Date Joined Feb 2010
Total Posts : 403
   Posted 7/26/2010 7:09 AM (GMT -7)   
I try and be positive.. I feel like every day has been a fight since January. I have accepted that I have crohn's...I can live with that. But seriously would like to find a treatment that works...I want some semblance of my life back.

so currently I was put back on prednisone 30mg but its not working.. my joints still hurt really bad.. and I am having bad D and mucus up to 10-15x a day..I am still on the colestipol but not really working. My gi is on vacation again until wed... I spoke to the nurse on friday and she was discussing that he is mulling over the methotrexate. The nurse is trying to get this covered under home health care with my insurance because it would be an hour drive to get the injection once a week and she thinks thats too much for me. I am concerned though that it takes time for that to work and the prednisone isn't controlling me. And to add to that, we don't even know if my dr will approve the injection yet. I did speak to my internal dr and he doesn't want to step on toes..so thats not an option.

My nexium was stopped because the insurance is reviewing me and won't allow me to take it. I ran out this weekend... I am really not happy with drs and insurance companies. I have tried all the other ones but my stomach reacts strongly to the other ones.

and my long term disability has not been approved yet. I lost my job back in april...because I was tethered to a phone and couldn't hang up on people to go to the bathroom. =) though I would have liked to . Anyway, they let me go , put it on short term disability than let me go completely but I still fell under the benefit of long term. But they don't think that Crohn's is a disability so that looks like it will be denied.

And the diet.. well there is barely anything I can eat anymore...they restricted most foods because of the crohn's, I am already gluten free and now I am on a special diet for pancreatitis because I still have pain.

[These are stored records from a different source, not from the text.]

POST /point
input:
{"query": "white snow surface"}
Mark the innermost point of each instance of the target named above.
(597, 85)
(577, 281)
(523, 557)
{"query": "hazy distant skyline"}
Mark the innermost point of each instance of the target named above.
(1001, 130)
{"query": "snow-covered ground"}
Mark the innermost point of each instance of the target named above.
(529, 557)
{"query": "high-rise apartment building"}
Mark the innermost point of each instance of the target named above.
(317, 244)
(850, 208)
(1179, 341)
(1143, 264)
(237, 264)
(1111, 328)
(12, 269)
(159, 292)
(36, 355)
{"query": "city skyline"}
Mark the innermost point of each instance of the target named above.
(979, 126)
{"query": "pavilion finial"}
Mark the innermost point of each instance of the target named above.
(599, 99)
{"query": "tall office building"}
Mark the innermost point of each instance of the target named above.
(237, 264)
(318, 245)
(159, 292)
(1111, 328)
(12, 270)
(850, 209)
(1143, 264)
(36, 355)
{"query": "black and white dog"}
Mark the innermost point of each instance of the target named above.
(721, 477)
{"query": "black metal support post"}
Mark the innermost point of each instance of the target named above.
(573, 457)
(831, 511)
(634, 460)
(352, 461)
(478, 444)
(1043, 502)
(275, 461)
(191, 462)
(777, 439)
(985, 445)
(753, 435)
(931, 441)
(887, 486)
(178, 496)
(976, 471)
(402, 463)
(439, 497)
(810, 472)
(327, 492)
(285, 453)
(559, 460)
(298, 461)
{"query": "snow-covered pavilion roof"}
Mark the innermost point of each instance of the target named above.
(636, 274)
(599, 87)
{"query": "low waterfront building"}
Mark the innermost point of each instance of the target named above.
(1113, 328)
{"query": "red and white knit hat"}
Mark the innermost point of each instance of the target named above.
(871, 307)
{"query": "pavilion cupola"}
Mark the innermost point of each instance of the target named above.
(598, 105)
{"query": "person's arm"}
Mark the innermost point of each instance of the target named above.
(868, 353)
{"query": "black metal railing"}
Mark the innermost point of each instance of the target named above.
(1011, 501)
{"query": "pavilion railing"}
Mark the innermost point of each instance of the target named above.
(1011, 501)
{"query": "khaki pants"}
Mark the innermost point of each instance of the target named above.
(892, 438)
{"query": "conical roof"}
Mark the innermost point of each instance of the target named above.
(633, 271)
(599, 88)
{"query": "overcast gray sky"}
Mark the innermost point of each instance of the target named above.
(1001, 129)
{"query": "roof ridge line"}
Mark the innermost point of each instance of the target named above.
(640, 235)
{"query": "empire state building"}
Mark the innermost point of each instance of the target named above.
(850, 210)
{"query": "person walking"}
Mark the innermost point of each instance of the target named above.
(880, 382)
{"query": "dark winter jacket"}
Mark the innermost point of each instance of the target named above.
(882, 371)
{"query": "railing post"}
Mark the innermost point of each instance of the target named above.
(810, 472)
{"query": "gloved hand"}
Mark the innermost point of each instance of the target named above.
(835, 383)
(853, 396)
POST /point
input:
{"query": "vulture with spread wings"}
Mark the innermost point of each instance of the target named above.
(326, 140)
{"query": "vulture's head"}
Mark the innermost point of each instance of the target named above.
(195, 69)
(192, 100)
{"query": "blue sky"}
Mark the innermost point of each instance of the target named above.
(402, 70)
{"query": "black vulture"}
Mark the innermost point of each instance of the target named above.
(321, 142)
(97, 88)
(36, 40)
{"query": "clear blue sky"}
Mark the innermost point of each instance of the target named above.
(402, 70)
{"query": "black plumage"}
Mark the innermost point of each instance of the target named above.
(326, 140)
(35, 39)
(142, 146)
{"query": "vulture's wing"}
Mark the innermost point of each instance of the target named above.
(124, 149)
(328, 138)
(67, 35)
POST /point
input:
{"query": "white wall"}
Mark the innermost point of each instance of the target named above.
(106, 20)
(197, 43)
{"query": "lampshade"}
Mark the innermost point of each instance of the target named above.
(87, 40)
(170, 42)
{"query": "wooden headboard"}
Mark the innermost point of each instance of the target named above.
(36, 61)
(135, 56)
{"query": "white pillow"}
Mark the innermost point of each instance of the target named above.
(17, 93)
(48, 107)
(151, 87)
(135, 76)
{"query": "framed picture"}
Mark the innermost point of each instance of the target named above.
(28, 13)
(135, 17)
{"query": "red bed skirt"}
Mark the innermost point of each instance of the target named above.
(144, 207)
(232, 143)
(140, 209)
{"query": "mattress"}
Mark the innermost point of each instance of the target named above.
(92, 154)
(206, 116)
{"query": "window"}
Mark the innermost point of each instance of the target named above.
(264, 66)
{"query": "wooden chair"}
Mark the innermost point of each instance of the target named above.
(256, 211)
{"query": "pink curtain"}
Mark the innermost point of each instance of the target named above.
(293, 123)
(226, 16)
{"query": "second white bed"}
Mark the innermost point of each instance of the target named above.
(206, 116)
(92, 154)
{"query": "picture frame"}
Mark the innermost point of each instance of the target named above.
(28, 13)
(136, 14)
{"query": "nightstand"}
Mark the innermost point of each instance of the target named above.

I just feel like its been an incredibly sucky year...in 7 months I have gone through alot of medications, doctors, hospital stays... and I am not making progress..and today I am crying.. because I am tired. I apologize for this long rant and ramble..I am just so frustrated with everything... thanks for listening.
40 yo...mom to three wonderful kids, and wife to an amazing , supportive husband of 18 years..
-----------------------------------------------------------------------------------------------------------------
Diagnosed with gluten intolerance April 2009

Diagnosed with Crohn's March 2010- Mayo Confirmed May 2010
Back on Prednisone, Colestipol.Nexium, Propranolol, Vivelle patch
No longer on Imuran due to pancreatitis
Have taken Entocort, Bentyl, Flagyl, Lomidil, Pentasa
Have had myriad of health problems attributed to many different things over the past ten years. Our family has a history of Crohn's, Ulcerative Colitis and Bowel Cancer.


Stef17
Veteran Member


Date Joined Feb 2003
Total Posts : 1811
   Posted 7/26/2010 9:05 AM (GMT -7)   
I'm so sorry you're going through such a rough patch. It's really awful when you feel like you're doing everything you can and nothing is working. Hang in there. It can take a little bit to figure out which meds your body is going to respond to. As far as the nexium goes - can you try prilosec OTC or the generic form (omeprazole)? My insurance dropped and I had to quit the nexium too. So, I found generic Omeprazole at Walmart and have been taking that for the last year. It really helps. Maybe that wouldn't upset your stomach?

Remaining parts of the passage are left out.